Стремясь к гармонии и ясности сознания одновременно стремишься к гармонии тела. Всё гармонично. Но как подняться – только покоем в движении…».
– Что это, я, по правде сказать, не понимаю…? – подняв глаза поверх листов, спросил с сомнением Александр.
– Антон тоже не понимает, потому он и попросил меня тебе их передать, может ты что ни будь скажешь об этом?
Александр снова немного прочитал.
– Нет, не понимаю, что это…, а откуда он взял его?
– Ему это кто-то диктует, а он записывает.
– А кто такой Антон, ты столько времени живёшь с ним и никак не познакомишь…?
– Он художник, программист, дизайнер…, и почти никогда не выходит из дома.
– А как ты с ним познакомилась?
– Познакомилась…, – Лера ненадолго задумалась, – а вот здесь рядом с вами на перекрёстке. Я тогда улицу перешла, а он стоит и держится за столб, на котором светофор висит, и растерянно так по сторонам оглядывается. Я сначала прошла мимо, а потом вернулась, мол он что-то ищет?

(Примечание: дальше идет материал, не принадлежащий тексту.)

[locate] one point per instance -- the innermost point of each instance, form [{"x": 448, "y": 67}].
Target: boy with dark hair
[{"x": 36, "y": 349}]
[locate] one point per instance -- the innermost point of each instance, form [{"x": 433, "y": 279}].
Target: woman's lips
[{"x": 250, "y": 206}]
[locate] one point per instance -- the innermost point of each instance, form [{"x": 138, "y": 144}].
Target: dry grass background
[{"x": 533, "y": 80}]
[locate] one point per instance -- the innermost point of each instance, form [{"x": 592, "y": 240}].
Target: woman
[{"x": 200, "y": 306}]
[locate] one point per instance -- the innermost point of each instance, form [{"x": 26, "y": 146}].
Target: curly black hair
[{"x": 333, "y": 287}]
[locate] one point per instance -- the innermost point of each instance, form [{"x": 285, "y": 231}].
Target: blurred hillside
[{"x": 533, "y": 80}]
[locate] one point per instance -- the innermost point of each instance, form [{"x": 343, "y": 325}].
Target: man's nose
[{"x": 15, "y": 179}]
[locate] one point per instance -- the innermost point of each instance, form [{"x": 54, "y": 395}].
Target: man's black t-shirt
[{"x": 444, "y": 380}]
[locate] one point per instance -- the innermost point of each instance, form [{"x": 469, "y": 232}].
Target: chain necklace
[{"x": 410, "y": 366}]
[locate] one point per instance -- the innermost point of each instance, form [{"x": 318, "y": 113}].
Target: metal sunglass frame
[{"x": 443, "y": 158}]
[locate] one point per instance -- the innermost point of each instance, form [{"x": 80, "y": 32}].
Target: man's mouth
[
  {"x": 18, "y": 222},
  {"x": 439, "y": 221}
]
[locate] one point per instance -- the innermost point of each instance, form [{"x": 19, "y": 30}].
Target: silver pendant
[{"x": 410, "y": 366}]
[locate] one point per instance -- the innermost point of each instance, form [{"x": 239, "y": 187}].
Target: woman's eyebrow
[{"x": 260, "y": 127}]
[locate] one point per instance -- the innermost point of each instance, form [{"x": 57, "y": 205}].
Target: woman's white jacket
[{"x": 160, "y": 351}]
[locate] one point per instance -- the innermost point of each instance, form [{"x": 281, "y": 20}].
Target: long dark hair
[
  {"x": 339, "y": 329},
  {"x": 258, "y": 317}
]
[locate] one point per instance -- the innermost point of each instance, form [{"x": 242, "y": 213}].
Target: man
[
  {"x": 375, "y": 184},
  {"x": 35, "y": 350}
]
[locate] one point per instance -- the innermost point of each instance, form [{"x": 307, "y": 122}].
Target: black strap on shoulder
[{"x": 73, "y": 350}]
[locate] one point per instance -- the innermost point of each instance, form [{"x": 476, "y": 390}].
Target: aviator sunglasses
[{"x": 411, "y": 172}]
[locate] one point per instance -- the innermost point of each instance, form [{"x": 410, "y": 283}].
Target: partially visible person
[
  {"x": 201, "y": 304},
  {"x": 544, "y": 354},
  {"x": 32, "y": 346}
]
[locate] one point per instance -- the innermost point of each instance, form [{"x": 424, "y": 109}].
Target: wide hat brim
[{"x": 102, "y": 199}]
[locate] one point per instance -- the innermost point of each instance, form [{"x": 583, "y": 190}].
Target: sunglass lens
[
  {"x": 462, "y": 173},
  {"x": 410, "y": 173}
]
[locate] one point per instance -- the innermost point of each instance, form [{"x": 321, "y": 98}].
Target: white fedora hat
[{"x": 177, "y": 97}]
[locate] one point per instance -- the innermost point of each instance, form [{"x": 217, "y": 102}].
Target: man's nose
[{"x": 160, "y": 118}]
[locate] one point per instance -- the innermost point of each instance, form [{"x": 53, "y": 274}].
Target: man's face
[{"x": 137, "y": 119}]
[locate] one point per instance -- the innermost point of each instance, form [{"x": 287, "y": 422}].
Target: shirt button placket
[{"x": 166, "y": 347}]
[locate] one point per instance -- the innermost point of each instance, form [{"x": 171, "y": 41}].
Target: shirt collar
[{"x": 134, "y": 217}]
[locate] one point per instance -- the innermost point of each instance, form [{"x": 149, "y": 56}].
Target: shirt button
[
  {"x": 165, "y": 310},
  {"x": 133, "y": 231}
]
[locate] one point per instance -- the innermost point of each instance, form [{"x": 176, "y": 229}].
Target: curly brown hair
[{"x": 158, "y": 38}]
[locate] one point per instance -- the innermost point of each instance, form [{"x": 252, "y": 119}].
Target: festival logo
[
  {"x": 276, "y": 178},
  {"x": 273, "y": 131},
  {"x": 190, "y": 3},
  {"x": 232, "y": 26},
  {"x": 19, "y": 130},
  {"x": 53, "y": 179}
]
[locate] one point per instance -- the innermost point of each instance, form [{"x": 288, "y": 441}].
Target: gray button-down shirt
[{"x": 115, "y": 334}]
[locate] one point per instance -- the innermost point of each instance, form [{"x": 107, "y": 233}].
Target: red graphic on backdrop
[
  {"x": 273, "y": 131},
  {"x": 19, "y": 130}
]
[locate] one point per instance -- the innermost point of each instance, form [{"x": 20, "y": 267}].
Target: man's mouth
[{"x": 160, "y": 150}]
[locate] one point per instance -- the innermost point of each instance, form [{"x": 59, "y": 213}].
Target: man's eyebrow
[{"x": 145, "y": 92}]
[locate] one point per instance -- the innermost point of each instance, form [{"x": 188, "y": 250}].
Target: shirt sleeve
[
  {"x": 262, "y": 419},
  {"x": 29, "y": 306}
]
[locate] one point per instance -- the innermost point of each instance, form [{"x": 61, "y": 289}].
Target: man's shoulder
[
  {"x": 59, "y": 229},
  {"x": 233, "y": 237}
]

Я, говорит, забыл, как домой вернуться. Сказал мне свой адрес, я ему объяснила, как быстрей доехать, а он мне: нет, нет, вы что, я только пешком…, и пошёл в другую сторону. Был выходной, я вообще-то тогда вышла побродить по городу…, проводила его до дому, вот так и познакомились. Просидели у него весь вечер, чай пили…, наговорились…. Он предложил написать мой портрет, я к нему стала иногда заходить, и, правда, он написал мой портрет, мне очень нравится.